Doch die jungen Nachwuchs-Tänzer, zumeist zwischen acht und vierzehn Jahren, arbeiteten wie die Profis. Die Abschluss-Performance auf der Bühne des Festspielhauses konnte sich jedenfalls sehen lassen.



Kindertanzfest FestspielhausLeise strömt Klaviermusik in den Saal; eine Gruppe von Kindern kommt auf die Bühne. Sie tanzen harmonisch, in ruhigen, kreisenden Bewegungen, sie setzen Akzente, und dabei bleiben alle Schwünge weich und rund. Nach weni-
gen Minuten ist die Formation vorrüber, doch die kleinen Tänzerinnen haben bei ihrem kurzen Auftritt gezeigt, worauf es ankommt: die Musik ausdrucksvoll in Bewegungen zu übertragen.
Jeder Workshop zeigt andere Facetten: Mal ist es ein Tango, wo sich das Wesentliche zwischen den schnellen Richtungswechseln - nämlich in der Spannung - abspielt; mal ist es eine Performance nur mit den Jungs, weil diese eine andere Körpersprache haben als Mädchen.
Sogar kleinere Choreografien haben die Kinder einstudiert: Ein Mädchen wirft eine Rose auf die Bühne, die anderen laufen hinterher, und es ergibt sich ein abwechslungsreiches, dynamisches Bild.
Man sieht konzentrierte Gesichter, durchgeschwungene Arme, Spannung in den Körpern; manche Kinder sind noch etwas zaghaft, bei vielen merkt man jedoch die Tanzerfahrung des heimischen Ballettunterrichts - zumindest aber den Spaß am Auftreten. Der dürfte nun umso größer sein, zumal anschließend die Studierenden der Tanzschule Iwanson in einer beeindruckenden Performance zeigen, was man mit hartem Training alles erreichen kann: Man staunt über technisch anspruchsvolle Figuren, sauber und aussdrucksstark getanzt, und über wirkungsvolle, temporeiche Choreografien.

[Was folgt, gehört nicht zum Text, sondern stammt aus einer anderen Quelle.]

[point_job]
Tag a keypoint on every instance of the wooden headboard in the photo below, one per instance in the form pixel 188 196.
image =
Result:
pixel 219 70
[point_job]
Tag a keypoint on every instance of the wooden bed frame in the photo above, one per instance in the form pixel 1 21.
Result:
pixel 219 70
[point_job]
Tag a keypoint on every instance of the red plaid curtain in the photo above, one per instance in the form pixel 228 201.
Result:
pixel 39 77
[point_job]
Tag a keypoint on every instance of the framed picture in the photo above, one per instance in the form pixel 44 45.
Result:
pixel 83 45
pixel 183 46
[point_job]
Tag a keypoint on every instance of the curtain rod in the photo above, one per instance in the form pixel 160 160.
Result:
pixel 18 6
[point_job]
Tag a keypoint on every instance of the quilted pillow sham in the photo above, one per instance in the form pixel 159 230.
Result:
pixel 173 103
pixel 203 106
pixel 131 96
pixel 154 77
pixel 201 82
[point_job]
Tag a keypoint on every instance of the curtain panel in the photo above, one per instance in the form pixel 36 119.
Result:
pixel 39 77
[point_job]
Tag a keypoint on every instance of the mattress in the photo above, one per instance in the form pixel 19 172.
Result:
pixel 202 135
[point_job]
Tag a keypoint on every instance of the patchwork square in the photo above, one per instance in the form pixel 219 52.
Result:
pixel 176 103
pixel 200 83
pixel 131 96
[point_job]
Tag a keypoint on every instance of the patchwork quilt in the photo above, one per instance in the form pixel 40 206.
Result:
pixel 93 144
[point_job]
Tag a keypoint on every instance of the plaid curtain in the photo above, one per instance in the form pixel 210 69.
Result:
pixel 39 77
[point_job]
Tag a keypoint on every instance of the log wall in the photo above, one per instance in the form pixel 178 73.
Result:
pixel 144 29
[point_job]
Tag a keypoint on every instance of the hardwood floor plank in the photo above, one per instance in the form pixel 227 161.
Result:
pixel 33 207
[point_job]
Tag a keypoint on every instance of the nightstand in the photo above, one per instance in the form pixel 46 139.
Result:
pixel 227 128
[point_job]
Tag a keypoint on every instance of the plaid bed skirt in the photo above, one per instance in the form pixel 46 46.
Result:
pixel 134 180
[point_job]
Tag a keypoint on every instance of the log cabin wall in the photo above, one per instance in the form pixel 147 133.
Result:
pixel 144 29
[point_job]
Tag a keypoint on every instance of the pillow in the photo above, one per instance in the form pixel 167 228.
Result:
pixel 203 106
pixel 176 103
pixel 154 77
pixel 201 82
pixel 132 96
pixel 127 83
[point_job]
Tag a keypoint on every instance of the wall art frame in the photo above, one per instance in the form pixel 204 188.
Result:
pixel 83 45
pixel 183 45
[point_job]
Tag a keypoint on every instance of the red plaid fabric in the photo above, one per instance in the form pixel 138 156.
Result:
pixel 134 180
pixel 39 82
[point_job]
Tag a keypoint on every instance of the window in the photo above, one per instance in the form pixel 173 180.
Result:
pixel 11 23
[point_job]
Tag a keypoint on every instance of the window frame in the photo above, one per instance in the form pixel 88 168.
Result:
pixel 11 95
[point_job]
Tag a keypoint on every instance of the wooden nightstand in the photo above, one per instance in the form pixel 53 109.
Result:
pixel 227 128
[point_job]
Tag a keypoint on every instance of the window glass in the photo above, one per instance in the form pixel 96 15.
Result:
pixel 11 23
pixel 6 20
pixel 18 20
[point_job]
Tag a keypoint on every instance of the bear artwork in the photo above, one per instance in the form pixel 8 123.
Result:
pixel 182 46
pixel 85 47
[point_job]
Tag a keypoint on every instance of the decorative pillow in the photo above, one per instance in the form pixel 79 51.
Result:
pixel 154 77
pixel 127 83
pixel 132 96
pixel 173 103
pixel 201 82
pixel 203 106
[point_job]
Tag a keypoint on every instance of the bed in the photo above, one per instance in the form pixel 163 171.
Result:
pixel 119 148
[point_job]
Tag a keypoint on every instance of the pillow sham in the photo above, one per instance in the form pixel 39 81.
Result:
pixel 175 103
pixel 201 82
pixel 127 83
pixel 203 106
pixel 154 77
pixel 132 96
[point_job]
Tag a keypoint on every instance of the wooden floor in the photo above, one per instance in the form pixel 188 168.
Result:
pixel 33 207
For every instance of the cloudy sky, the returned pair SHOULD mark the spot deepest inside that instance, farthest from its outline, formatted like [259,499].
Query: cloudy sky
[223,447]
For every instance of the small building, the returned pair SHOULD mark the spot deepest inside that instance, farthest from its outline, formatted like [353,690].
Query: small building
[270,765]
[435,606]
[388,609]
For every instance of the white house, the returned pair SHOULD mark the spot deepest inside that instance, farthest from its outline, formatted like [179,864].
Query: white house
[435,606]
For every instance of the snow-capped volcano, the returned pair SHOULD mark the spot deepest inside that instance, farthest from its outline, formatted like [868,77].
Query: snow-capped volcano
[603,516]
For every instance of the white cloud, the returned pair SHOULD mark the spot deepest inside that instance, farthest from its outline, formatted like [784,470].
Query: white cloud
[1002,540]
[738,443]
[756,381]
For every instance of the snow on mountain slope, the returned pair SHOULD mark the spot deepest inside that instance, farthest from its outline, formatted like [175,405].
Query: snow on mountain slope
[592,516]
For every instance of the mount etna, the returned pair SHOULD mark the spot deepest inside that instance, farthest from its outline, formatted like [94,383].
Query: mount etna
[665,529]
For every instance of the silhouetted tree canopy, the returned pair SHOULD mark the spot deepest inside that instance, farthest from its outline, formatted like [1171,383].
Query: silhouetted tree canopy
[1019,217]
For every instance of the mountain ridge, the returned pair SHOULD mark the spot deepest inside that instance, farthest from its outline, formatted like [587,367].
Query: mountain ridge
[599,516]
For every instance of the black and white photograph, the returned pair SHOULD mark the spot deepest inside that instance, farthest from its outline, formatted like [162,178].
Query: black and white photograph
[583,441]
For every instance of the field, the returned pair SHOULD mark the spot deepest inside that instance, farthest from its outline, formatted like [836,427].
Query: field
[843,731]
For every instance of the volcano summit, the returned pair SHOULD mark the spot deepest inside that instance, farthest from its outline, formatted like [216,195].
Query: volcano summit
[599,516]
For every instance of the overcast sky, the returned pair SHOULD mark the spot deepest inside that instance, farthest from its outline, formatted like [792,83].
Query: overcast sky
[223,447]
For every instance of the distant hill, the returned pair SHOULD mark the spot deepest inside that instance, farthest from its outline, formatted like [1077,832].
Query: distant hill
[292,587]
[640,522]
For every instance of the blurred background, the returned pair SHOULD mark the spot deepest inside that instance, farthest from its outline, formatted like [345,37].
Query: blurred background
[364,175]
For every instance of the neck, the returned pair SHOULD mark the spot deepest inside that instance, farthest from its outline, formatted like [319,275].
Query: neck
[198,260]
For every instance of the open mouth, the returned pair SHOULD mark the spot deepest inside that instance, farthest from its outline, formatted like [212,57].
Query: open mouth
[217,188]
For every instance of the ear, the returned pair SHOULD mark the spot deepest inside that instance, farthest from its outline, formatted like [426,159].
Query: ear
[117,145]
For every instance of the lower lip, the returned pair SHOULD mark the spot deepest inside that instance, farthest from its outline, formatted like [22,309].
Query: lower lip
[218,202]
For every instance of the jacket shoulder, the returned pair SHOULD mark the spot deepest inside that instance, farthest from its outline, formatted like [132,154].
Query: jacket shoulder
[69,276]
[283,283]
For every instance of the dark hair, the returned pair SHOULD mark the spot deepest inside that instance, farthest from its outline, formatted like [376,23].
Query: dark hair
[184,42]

Es sind ihre eigenen Werke, die sie aufführunen, teilweise auch die ihrer Dozenten, von denen manche mit eigenen Compagnien arbeiten oder mit Förderpreisen ausgezeichnet
sind.
Studierende der Tanzschule IwansonFünf bis sechs Stunden trainieren die Studenten am
Tag, erzählt Moderatorin Nina Forgber, die ebenfalls bei Iwanson als Lehrerin arbeitet. Dabei wird im zeitgenössischen Tanz viel Wert gelegt auf Akrobatik und Bodenarbeit, damit all die Drehungen und Spünge, die Figuren in liegender Position leicht und geschmeidig aussehen. Das stellt die Moderatorin dann gleich selbst unter Beweis: in einer humorvollen Tango-Nummer, kurzfristig choreografiert von Jessica Iwanson, der Gründerin und Leiterin der Tanzschule - "weil sie weiß, dass ich es keine einzige Stunde ohne Tanz aushalte."
Ein besonderes Glanzlicht ist die erst 17jährige Iwanson-Absolventin Ivonne Kalter, die in einer atemberaubenden Solo-Nummer die ganze Bühne für sich in Anspruch nimmt. Aus dem Halbdunkel schnellen Drehungen hervor, die blitzschnell in den nächsten Ausdruck übergehen: Die junge Künstlerin tanzt raumgreifend, jede Bewegung, jede Szene wird bis in die Haarspitzen ausgekostet.
Eine schwungvolle Hip Hop Nummer mit allen Kindern beendet den arbeitsreichen Tag - und diese Nummer muss gleich zweimal getanzt werden, so begeistert sind am Ende die Eltern, Geschwister und Großeltern.
"Uns hat es sehr viel Spaß gemacht mit euch", ruft Nina Forgber begeistert, "danke, ihr seid alle echt begabt".